It's really late, so this will just be a stop gap. As
alluded to earlier, anonymous thinks I'm "delu[ded] about [my] own subtlety and fairness," devote my YDN columns to "coerc[ing] and re-hash[ing] the same position over and over again," "interpret and judge politics in terms of a single criterion, individual rights," "seem more interested in styling yourself a public intellectual than in cultivating genuine debate."
What prompted this---and I'll get to a response in due time; for now let's just say that I apologize for my seemings, and that anonymous should apologize to me for either not reading or not competently reading my YDN columns---was my
fairly obviously light-hearted criticism of Peter Johnston for rushing into print his pet interpretation of the current subject of his DS course. (That this post was a joke seems, or better yet, let us say,
is irrelevant to anonymous, who incredibly thinks that "This is ridiculous"
would constitute a potential counterargument to Johnston that avoids the pitfalls of coercion and repetition.)
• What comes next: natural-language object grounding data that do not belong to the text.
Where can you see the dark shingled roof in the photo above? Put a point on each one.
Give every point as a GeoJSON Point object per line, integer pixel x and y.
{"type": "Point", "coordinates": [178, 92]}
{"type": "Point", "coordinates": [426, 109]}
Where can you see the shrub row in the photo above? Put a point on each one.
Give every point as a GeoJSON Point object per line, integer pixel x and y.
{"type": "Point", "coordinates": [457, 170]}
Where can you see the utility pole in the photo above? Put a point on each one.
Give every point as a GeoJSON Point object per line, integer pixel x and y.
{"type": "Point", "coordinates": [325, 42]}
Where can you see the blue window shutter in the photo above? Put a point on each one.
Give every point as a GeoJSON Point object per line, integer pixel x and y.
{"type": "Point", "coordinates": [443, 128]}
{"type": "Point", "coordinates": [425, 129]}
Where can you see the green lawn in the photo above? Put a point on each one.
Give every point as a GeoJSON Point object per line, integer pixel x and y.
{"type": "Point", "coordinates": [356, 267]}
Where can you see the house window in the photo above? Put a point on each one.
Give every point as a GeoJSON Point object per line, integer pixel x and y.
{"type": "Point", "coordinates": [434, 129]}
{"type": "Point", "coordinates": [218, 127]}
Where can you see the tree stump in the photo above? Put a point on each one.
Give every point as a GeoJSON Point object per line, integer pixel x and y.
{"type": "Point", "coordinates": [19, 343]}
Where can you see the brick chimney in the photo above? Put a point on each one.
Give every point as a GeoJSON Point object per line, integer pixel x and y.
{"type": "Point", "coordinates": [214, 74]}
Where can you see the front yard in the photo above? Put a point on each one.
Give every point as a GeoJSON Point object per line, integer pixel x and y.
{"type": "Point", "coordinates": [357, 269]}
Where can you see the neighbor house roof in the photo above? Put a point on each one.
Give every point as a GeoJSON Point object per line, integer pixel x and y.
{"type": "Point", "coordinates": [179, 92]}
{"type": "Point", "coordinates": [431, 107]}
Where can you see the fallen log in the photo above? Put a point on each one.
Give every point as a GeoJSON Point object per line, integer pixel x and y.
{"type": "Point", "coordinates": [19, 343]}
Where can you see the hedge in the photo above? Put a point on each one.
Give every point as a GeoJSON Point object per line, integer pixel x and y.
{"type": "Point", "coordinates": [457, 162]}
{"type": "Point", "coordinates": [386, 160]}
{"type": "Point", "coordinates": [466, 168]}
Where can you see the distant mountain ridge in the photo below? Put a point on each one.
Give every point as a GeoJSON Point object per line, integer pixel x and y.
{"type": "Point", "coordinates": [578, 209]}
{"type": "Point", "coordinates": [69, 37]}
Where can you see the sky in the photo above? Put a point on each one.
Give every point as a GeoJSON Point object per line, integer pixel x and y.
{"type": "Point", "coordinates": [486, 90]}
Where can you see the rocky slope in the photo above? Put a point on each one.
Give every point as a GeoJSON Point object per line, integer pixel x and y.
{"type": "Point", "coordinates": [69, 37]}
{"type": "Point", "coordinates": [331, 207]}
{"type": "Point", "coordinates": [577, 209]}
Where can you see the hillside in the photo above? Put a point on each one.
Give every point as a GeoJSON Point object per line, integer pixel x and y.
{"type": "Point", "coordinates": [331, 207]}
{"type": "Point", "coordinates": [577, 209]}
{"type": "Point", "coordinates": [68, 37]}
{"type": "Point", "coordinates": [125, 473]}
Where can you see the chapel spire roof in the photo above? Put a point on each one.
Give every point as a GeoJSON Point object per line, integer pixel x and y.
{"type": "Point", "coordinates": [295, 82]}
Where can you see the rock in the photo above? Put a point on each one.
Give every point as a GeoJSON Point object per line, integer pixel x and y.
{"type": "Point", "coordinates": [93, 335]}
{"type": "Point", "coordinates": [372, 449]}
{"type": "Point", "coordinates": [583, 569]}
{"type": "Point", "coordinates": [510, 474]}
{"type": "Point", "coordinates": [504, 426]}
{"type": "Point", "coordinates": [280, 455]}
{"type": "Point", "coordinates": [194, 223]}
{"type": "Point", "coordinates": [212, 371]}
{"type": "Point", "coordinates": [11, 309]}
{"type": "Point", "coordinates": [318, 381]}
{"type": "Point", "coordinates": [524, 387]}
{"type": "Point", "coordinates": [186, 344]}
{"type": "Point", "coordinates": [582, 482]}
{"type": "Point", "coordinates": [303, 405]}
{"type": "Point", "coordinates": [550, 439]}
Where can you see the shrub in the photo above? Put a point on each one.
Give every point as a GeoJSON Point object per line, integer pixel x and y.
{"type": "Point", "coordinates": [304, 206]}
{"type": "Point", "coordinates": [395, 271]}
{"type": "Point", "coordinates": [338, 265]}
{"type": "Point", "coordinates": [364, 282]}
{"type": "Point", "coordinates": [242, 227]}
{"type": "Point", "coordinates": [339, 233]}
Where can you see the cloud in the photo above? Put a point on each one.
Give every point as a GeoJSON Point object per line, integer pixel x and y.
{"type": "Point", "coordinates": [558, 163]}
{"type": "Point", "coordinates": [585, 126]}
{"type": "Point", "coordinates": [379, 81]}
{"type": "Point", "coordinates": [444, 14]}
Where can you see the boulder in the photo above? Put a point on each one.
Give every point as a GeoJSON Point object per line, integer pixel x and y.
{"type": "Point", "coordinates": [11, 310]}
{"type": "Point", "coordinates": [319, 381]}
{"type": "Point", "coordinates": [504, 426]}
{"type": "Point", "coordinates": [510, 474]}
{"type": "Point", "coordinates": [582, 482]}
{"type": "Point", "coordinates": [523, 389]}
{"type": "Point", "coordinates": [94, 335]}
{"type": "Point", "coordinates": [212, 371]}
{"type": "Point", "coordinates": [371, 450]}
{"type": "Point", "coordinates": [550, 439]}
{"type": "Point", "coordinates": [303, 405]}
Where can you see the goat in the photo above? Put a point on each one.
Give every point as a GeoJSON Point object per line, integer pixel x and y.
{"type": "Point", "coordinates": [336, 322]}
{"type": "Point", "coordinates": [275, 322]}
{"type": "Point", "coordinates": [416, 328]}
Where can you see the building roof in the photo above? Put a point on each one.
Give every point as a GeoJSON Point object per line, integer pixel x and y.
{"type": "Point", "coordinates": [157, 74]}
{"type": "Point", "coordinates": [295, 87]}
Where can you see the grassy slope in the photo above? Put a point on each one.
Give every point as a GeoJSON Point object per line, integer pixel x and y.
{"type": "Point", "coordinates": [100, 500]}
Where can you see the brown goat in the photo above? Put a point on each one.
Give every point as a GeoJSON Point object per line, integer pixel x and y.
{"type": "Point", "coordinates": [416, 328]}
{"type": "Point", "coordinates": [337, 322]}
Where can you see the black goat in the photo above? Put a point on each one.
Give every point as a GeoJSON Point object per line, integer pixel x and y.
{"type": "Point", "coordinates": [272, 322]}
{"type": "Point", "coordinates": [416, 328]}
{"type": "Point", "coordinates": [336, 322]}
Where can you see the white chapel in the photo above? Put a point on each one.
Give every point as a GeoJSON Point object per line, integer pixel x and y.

In any case, in what was, according to anonymous, my "suggest[ion] that the author lacks intellectual poise," and what was, on planet earth, a reflection on the tendency of DSers to get absorbed in their curriculum to the point of losing their bearings, I expressed the worry that old Peter, if he's not careful with the devotion to Plato, will soon find himself a member of one of the Yale Political Union's right-wing parties, and therefore severely handicapped in his prospects for getting laid. Well, Johnston is
back in print today, with an attack on, you guessed it, political individualism, and his op-ed is about as clear a giveaway as there can be that he's joined a conservative YPU party.
In closing, if anonymous is reading this, I'd appreciate it if he'd 1) give an exhaustive presentation of the multiplicity of criteria by which he judges politics, as well as a non-arbitrary account of why they are not expressable as maximization principles, and 2) use his name if he has any desire to continue this dispute.
HARMONIOUS CONVERGENCE SIDENOTE: One point I was hoping to get to in my supplement to
Julian Sanchez's critique of maggiegallagherism concerned the following passage in Gallagher's
farewell post on the Volokh Conspiracy:
....the reality that humanity comes in two halves, male and female, who are called to join together in love, not only as a private satisfaction, but in order to make the future actually happen....
One of the Volokh commenters describes this as "quasi-Catholic mysticism." I think it would be more accurate to call it Catholic quasi-mysticism. Quasi-Catholic mysticism is better exemplified, no bullshit, by Peter Johnston, who writes:
The declaration [of Independence], however, also includes elements of the prescriptive Judeo-Christian tradition inherited by the founders. This tradition emphasizes the concepts of divine providence, natural hierarchy and a respect for authority.
Yes indeed, "natural hierarchy." Now you know whence the famous "telos of man" clause of the 14th Amendment originates.